Senin hayalini kurduğun ama başkalarının o hayalini yaşaması en çok koyanda bizim beğenmediğimiz nankörlük yaptığımız bu hayata nimetlere başkasının yaşamak için allaha gece gündüz dua ederek istemesi yani allaha şükürler her şey için.
Kaderin cilvesi harekete geçmiş, yıllar evvel karşılaşmıştık. Biliyorum, hayatının en güzel 1 yılını geçirdin benimle. inan bende çok sonradan farketmiş olsam da, hayatımın en güzel günleriymiş o günler. Bir şeyler oldu işte, saçmaladım. Ama bazen yaptıklarının farkına sonradan varıyor insan. Kimi meseleler hayattan soyutluyor, değer bilmez bir adam yapıyordu beni o zamanlar. Sebebini sonradan açıklamaya çalıştım, anlatmaya çalıştım ama belki ben anlatamadım, belki de sen anlayamadın, anlamak istemedin. Bazı maddeler dedim, beni ittiği hallerden bahsettim. Kurtulmaya çalışıyorum, tut elimden dedim. E daha bir bakıma çocuk yaşlardayım, bir illete bulaşmışım. Yardım edenimiz yok, elimizden tutanımız yok. Tut sıkı sıkıya, bırakma dedim. Bir heyecan sanki ilk gün, sarıldık fakat.. Yine beceremedim. Benim suçum belki, evet benim suçum. Aile dağılma noktasında, çocuk aklınla bir kurtuluş arıyorsun, bir omuz. Bulduğuna sarılıyorsun ama, deniz burası, sarıldığın ise yılan. Bilmeni engelleyecek maddeler, ortamlar. Sosyal bir statü gibi gösterilen pis işlere ortak olmalar.
E gittin sen. Ben mücadele ettim. Ne badireler atlattım, şükür. Kurtuldum. Olmuş bugün 4 - 4.5 yıl. Seni ben ittim gitmeye belki, aklıma s*çayım. Ama vallahi, biliyorum ki ben seni başkalaştırmadan, koca bi vak'adan hallice seviyodum. Arada sende özledin, gelmeyi denedin. Ama gelmen yine bizi uçurumun kenarlarında gezdirecek, aşağı atlatıcaktı. Ne malum, sağım solum belli değil o zamanlar.

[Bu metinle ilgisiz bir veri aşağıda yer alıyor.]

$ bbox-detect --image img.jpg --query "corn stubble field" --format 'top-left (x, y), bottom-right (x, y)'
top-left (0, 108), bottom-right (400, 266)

Yeter diyorsun, o da çekti o kadar. Babandan çektin, annen çekti, hep benim yüzümden. Bir daha o hallerinizi istemedim. Koca bir ömür(koca görünür) var önünde. Belki seversin, severim.
Nitekim, gel zaman git zaman, elinde eller, sever olmuşsun başkasını.
Nefretle anmışsın beni.
Hem gözlerimi severdin,
Sarılırdın bir olmuşçasına.
Kaburgalarımdan bahsetmişsin geçen gün,
Kötü anmışsın.
Anma.
Edit: söylemeden ölmeyim. O piç kurusu, hani çok sevdiğin. Adı lazım değil baş harfi eren.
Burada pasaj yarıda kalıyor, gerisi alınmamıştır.